Avec Des jours sauvages, Xabi Molia se fait discrètement ironique et joue avec les codes du roman d’aventures à la manière d’un Jean Echenoz. Une centaine de survivants ont embarqué en catastrophe sur un ferry à Roscoff alors qu’une grippe incontrôlable décime l’europe. On y trouve des gens ordinaires, des repris de justice, des zadistes, des réfugiés et même un secrétaire d’état. Comme dans les romans maritimes d’antan, après un naufrage sur une île difficilement situable, la communauté s’organise ou du moins, essaie. Car évidemment, malgré la situation précaire, la solidarité se désagrège assez vite entre ceux qui veulent repartir en construisant des voiliers et en faisant le pari que l’épidémie est terminée, et ceux pour qui, au contraire, cette île est l’occasion rêvée de tout recommencer à zéro : « Mais sur cette île, une vie meilleure s’offrait. Ils avaient laissé derrière eux les villes polluées et les étés caniculaires, l’argent, le travail salarié, le temps compté, le temps perdu sur internet, tous ces liens invisibles qui les empêchaient d’être heureux. La catastrophe était leur chance. » Très vite, il y a sécession, attaques, contre-attaques et représailles. Le plus tragiquement drôle est sans doute que tous ces personnages essaient malgré tout d’y mettre les formes, y compris quand ils usent de la torture ou pratiquent des exécutions sommaires.
Xabi Molia maîtrise parfaitement sa multitude de personnages et donne, à travers le passé de chacun d’entre eux, un tableau assez complet de ce qui a eu lieu avec l’épidémie, mais aussi une peinture acide de la société d’aujourd’hui. Ce roman profondément antirousseauiste à sa manière, qui évoque parfois une version pour adulte de Sa Majesté des mouches de William Golding, amène à la conclusion que le pire virus qui menace l’homme n’est pas celui d’un quelconque Covid, mais une pulsion de mort trouvant son prétexte et son accomplissement dans la fin du monde, au point de la provoquer si elle n’a pas lieu ou d’empêcher par tous les moyens, si elle s’est produite, un retour à la normale.

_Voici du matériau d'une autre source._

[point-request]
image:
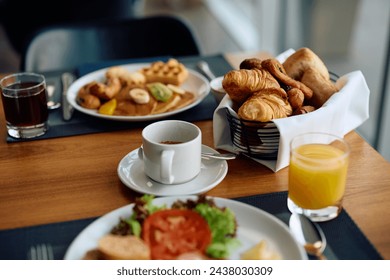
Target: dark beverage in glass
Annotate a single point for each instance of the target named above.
(25, 104)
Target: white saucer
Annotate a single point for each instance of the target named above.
(131, 173)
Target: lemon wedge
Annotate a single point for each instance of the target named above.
(108, 108)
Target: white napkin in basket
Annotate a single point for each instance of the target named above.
(342, 113)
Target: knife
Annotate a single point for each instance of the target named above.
(67, 110)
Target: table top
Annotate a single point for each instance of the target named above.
(69, 178)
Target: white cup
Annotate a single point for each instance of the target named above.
(171, 151)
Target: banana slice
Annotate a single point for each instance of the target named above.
(176, 89)
(140, 96)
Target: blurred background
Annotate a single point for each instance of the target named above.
(348, 35)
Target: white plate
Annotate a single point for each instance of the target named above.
(196, 83)
(254, 225)
(131, 173)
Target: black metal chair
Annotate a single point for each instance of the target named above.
(68, 45)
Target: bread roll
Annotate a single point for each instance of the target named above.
(304, 58)
(118, 247)
(322, 88)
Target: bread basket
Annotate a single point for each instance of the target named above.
(255, 139)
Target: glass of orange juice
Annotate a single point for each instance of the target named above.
(317, 175)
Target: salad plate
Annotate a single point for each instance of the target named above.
(131, 173)
(195, 83)
(254, 225)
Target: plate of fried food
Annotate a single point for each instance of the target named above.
(138, 92)
(186, 227)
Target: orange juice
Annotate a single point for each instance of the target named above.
(317, 175)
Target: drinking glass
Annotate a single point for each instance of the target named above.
(25, 104)
(317, 175)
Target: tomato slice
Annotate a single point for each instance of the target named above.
(172, 232)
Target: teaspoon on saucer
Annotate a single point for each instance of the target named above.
(210, 155)
(226, 156)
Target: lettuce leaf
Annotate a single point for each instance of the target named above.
(222, 223)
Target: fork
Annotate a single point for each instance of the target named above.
(41, 252)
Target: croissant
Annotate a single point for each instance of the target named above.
(278, 71)
(304, 58)
(240, 84)
(266, 105)
(322, 88)
(295, 97)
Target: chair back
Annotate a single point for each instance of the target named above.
(66, 46)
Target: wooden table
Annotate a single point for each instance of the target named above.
(70, 178)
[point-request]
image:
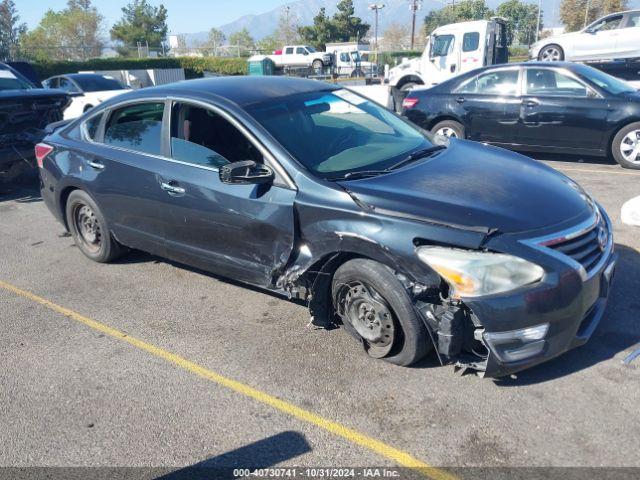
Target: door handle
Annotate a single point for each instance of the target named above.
(96, 165)
(172, 189)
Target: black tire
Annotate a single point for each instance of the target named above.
(617, 146)
(105, 248)
(551, 53)
(456, 128)
(410, 340)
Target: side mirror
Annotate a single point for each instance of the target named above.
(246, 172)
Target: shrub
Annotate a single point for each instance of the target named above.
(193, 66)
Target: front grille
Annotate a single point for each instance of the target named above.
(586, 247)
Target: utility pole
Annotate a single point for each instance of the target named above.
(586, 13)
(287, 8)
(538, 23)
(414, 7)
(376, 7)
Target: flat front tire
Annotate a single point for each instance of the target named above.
(449, 128)
(373, 303)
(89, 229)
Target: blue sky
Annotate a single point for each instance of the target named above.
(184, 15)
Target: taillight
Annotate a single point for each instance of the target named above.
(410, 102)
(42, 150)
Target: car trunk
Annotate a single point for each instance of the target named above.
(25, 113)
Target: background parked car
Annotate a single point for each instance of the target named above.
(536, 106)
(614, 36)
(86, 89)
(25, 110)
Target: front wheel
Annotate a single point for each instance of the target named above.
(89, 228)
(551, 53)
(625, 147)
(373, 303)
(449, 128)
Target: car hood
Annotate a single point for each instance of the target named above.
(475, 186)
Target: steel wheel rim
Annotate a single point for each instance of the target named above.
(88, 227)
(370, 315)
(550, 54)
(630, 147)
(447, 132)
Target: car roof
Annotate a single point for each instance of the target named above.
(243, 90)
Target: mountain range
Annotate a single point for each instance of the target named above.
(263, 24)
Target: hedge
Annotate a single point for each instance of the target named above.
(193, 66)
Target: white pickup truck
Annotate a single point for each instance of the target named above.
(301, 56)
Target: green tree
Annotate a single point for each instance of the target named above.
(576, 14)
(320, 33)
(142, 23)
(521, 21)
(75, 33)
(346, 26)
(10, 30)
(342, 27)
(459, 12)
(285, 34)
(242, 39)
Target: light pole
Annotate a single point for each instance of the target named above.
(414, 7)
(376, 7)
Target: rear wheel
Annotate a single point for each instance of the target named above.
(551, 53)
(89, 228)
(625, 147)
(449, 128)
(374, 304)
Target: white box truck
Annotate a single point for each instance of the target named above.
(451, 50)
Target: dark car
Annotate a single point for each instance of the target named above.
(25, 111)
(311, 191)
(535, 106)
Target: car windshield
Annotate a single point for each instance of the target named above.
(605, 81)
(12, 80)
(335, 133)
(97, 83)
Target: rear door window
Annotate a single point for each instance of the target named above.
(470, 41)
(501, 82)
(136, 127)
(551, 83)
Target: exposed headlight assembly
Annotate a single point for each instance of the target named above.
(473, 273)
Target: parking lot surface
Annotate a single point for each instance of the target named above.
(76, 393)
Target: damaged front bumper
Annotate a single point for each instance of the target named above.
(501, 334)
(555, 334)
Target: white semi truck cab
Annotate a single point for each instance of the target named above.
(451, 50)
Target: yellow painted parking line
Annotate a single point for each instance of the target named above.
(400, 457)
(612, 172)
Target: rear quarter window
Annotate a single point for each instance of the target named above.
(136, 127)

À ce titre, ce qui réunit les romans de Laurine Roux et de Xabi Molia, c’est une saine méfiance devant la fascination du désastre qui ne dit rien d’autre que notre propre incapacité à vivre dans ce monde-là et, le cas échéant, à le faire changer sans pour autant le faire disparaître. Par ces temps fascinés par tous les discours collapsologiques, ce sont des oeuvres de salubrité publique. •
Laurine Roux, Le Sanctuaire, Les éditions du sonneur, 2020.
Xabi Molia, Des jours sauvages, Seuil, collection « Fiction et cie », 2020.
À signaler la reparution en folio du premier roman de Laurine Roux, Une immense sensation de calme.